The Tennessee Court of Appeals recently issued an opinion dealing with a circumstance when service of process was designed “unclaimed” by the U.S. Postal Service. In Goodman v. Ocunmola, No. E2014-00045-COA-R3-CV (Tenn. Ct. App. Sept. 4, 2014), wife sued husband for divorce and served husband with a summons and complaint through the Tennessee Secretary of State because husband lived in Kentucky. The Postal Service attempted to deliver the summons and complaint, sent via certified mail, on three separate occasions before returning the certified mail as “unclaimed.” Wife moved for and was granted a default judgment when husband failed to appear and respond to the complaint.

About a month later, husband moved to set aside the default judgment entered against him, arguing that wife intentionally failed to include husband’s apartment number on the address label for the process server (i.e., the Postal Service), with the goal of obtaining a default judgment due to husband’s failure to respond to the complaint. Husband claimed he found out about the default judgment when he discovered a letter from wife’s attorney in the trash bin by his mailbox, which he assumed was thrown away because its address label also did not include husband’s apartment number. The trial court denied husband’s request to set aside the default judgment, and husband appealed.

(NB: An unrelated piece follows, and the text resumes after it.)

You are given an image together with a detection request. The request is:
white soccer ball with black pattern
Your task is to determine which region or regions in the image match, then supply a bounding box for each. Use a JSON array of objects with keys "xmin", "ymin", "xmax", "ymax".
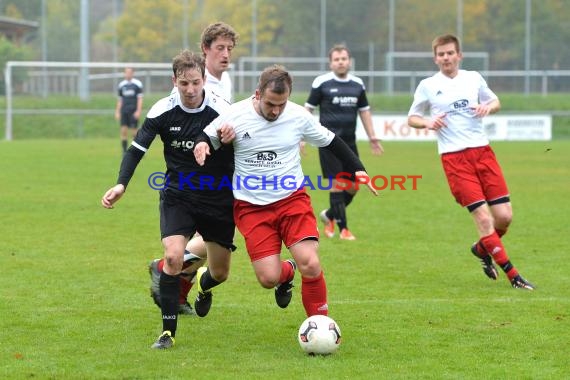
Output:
[{"xmin": 297, "ymin": 315, "xmax": 341, "ymax": 355}]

The appellate record didn’t include a transcript or statement of the evidence, which the court initially noted had “frustrated” its review of husband’s appeal. As for the merits of the appeal, the court observed that Tenn. R. Civ. P. 4.05 states “the United States Postal Service notation that a properly addressed registered or certified letter is “unclaimed,” or other similar notation, is sufficient evidence of the defendant’s refusal to accept delivery.” Unfortunately for husband’s appeal, the limited record was basically reduced to the fact that after making three attempts to serve the summons and complaint, the Postal Service declared the certified mail as “unclaimed.” Contrary to husband’s suggestion that the lack of an apartment number inhibited service of process, the certified mail containing the summons and complaint was not found in a trash can near the mailbox (like the letter from wife’s attorney) or returned as undeliverable because the address was insufficient. Instead the notice contained the husband’s correct name and correct apartment complex address, and the “unclaimed” designation by the Postal Service was sufficient to effectuate proper service. Accordingly, the court of appeals held that the trial court did not abuse its discretion in denying husband’s motion to set aside the default judgment.